Primary sources first: Original documents, archaeological reports, laboratory analyses, land records, contemporary accounts. If something can be verified against paper or physical evidence, that forms the foundation. Everything else builds on top.

Credible secondary sources second: Published historians and researchers who cite their own sources and show their work. Not television summaries, not forum speculation, not “some say.” Authors who have done the archival digging and can point to where they found what they found.

Informed hypothesis third: Once the documented record is exhausted, there is room for reasoned conjecture. But only conjecture that builds on what came before, not conjecture that ignores it. The hypothesis must fit the evidence. When it does not, the hypothesis is wrong.

This is not a radical methodology. It is how serious historical research has always worked.

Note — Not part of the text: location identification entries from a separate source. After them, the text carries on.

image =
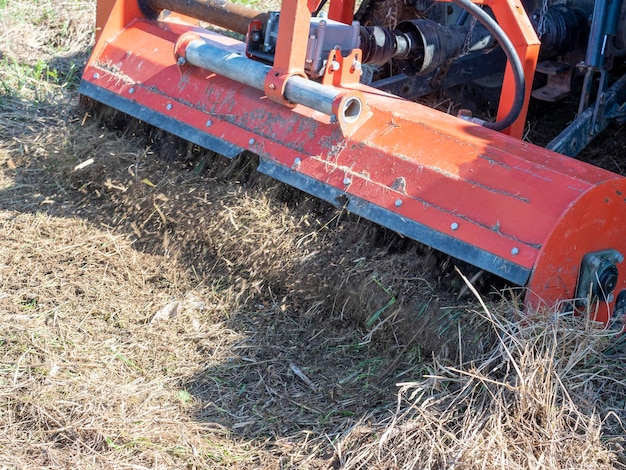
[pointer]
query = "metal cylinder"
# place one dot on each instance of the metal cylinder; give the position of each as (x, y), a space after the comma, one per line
(298, 90)
(217, 12)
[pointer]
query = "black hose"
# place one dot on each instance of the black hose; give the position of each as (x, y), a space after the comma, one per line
(509, 50)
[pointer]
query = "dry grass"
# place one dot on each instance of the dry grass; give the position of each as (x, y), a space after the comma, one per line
(165, 308)
(530, 403)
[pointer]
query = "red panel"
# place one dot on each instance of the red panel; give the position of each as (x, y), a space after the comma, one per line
(503, 196)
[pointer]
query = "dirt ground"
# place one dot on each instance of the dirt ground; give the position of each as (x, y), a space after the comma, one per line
(162, 307)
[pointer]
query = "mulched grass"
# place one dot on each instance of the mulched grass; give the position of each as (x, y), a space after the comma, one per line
(162, 307)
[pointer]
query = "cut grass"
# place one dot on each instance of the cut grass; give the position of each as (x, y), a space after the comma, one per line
(158, 312)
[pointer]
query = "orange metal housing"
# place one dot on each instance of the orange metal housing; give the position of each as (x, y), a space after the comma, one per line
(519, 211)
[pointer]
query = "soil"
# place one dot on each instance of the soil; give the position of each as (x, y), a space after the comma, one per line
(164, 307)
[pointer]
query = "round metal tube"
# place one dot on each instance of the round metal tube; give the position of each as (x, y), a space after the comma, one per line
(298, 90)
(217, 12)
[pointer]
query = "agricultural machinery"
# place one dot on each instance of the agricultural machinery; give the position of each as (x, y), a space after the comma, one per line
(326, 93)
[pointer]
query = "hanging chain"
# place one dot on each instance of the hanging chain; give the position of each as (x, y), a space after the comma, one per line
(541, 25)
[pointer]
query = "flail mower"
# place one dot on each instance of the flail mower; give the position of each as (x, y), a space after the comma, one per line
(324, 94)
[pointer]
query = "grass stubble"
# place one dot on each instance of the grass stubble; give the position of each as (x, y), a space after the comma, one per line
(161, 311)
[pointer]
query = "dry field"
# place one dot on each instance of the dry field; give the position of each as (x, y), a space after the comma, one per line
(163, 308)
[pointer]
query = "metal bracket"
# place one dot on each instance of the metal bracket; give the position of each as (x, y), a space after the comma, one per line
(598, 276)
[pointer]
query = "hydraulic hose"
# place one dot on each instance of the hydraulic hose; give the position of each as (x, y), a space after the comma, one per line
(509, 50)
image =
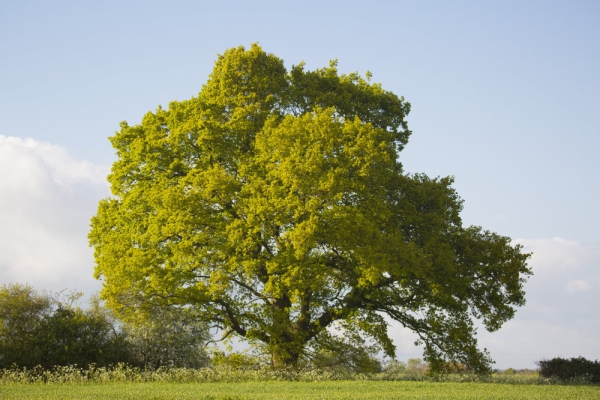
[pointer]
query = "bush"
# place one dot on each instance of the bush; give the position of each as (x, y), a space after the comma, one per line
(573, 370)
(37, 329)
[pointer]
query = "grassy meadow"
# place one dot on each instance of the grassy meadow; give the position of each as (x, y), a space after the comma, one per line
(130, 383)
(298, 390)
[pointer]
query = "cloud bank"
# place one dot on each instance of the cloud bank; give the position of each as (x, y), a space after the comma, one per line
(560, 318)
(46, 201)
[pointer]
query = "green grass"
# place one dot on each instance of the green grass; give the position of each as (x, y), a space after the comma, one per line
(297, 390)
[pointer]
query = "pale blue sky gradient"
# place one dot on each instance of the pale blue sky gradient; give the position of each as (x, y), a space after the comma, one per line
(504, 94)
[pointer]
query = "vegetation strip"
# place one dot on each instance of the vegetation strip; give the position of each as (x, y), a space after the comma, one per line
(298, 390)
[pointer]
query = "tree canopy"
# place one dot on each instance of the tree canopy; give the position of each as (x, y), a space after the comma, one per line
(274, 204)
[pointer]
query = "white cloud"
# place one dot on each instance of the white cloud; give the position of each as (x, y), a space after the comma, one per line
(46, 201)
(560, 318)
(578, 286)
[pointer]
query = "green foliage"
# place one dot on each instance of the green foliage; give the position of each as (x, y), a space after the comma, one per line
(168, 338)
(575, 369)
(274, 205)
(37, 329)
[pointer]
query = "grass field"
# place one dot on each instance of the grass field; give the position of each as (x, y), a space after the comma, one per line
(297, 390)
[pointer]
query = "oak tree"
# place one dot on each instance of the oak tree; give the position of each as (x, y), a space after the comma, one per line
(275, 205)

It is also the only methodology that produces conclusions worth defending.

The Starting Point

This site begins from a position that would have been controversial fifty years ago but is now established fact: Norse expeditions reached North America around 1000 CE. From that foundation, a growing body of evidence suggests contact extended beyond the Norse, and Oak Island sits within that broader context.

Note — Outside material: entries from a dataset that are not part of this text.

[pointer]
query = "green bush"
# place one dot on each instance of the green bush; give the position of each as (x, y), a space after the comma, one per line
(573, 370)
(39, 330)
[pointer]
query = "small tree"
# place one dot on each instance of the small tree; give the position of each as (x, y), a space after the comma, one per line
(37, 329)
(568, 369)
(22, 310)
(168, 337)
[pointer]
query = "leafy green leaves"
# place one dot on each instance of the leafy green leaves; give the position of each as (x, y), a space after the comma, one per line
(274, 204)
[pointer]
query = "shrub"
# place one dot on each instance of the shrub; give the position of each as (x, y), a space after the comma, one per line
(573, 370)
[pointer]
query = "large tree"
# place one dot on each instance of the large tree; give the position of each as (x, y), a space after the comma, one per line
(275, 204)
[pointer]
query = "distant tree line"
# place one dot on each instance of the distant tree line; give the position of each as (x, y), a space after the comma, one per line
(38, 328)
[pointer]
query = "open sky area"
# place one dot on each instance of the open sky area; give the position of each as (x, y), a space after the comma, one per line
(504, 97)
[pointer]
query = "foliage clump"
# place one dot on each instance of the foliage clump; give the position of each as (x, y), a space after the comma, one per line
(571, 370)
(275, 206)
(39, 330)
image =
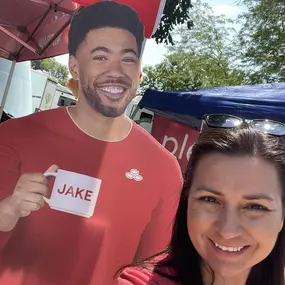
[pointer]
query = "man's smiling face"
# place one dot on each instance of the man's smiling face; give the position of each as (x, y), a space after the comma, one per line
(108, 70)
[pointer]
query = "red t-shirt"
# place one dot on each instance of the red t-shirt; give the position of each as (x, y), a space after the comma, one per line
(55, 248)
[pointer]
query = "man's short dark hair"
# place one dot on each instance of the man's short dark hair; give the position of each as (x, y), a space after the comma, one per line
(101, 15)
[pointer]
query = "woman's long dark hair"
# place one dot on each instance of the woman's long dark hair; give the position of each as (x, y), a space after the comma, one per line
(182, 256)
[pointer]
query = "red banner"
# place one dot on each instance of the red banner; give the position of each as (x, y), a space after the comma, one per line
(149, 11)
(175, 137)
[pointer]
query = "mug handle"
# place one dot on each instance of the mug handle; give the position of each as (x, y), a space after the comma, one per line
(49, 174)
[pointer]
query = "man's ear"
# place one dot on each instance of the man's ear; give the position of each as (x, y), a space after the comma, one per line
(73, 67)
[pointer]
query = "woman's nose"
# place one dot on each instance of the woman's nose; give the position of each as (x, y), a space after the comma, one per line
(229, 224)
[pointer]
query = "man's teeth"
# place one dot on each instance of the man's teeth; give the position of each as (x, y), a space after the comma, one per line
(113, 90)
(230, 249)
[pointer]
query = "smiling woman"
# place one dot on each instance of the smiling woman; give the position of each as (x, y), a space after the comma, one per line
(229, 225)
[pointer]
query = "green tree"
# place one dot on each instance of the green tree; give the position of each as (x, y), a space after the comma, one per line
(53, 67)
(211, 35)
(175, 13)
(180, 71)
(262, 40)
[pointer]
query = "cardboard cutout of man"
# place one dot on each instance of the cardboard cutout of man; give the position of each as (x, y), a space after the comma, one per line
(137, 182)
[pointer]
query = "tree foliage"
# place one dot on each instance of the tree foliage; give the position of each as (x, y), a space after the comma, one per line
(262, 40)
(175, 13)
(180, 71)
(203, 56)
(54, 68)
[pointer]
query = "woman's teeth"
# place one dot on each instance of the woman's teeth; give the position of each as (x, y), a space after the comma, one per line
(113, 90)
(230, 249)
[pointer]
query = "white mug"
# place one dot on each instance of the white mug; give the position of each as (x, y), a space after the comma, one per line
(73, 193)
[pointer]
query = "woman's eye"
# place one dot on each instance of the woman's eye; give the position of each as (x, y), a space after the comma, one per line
(208, 199)
(257, 207)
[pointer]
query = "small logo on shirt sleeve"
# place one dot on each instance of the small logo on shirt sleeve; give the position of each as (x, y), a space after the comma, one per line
(134, 174)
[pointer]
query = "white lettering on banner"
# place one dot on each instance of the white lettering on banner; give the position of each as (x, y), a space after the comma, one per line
(176, 145)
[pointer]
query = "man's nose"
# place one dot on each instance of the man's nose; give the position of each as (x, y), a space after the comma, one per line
(229, 224)
(115, 69)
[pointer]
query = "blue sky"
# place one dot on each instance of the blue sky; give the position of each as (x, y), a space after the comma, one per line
(154, 53)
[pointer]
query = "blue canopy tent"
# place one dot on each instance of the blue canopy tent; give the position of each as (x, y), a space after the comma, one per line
(250, 102)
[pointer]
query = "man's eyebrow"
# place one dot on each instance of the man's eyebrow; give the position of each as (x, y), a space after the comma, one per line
(101, 48)
(259, 196)
(107, 50)
(129, 50)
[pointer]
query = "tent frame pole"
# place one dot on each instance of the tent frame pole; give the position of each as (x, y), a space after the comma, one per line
(7, 87)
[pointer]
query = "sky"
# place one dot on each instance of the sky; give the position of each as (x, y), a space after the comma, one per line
(154, 53)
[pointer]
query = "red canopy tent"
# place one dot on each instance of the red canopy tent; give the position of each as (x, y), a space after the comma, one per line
(38, 29)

L’Anse aux Meadows proved Norse presence around 1000 CE. Helge and Anne Stine Ingstad spent years being dismissed as fantasists before the evidence became overwhelming and the doubters went quiet. The same pattern has repeated with subsequent finds suggesting contact beyond the Norse. Some remain disputed. Others have quietly moved from “impossible” to “plausible” to “accepted.”

Oak Island shows evidence of sophisticated engineering activity predating known colonial settlement. Carbon dating has returned medieval-era results from wood found deep underground. Artifacts point to European origins that do not fit the standard colonial timeline.

None of this proves what was buried there, or by whom. But it establishes that the question is legitimate. This is not the fever dream of treasure hunters. It is a real historical puzzle with physical evidence that demands explanation.

VikingsVikingsThe Theories

What This Means for the Site

On these pages, content is treated according to its evidential weight. Documented facts are presented as facts, with sources identified. Working hypotheses are clearly identified as hypotheses, representing the current best understanding, subject to revision as new evidence emerges. Speculation is labeled as speculation and never presented as fact.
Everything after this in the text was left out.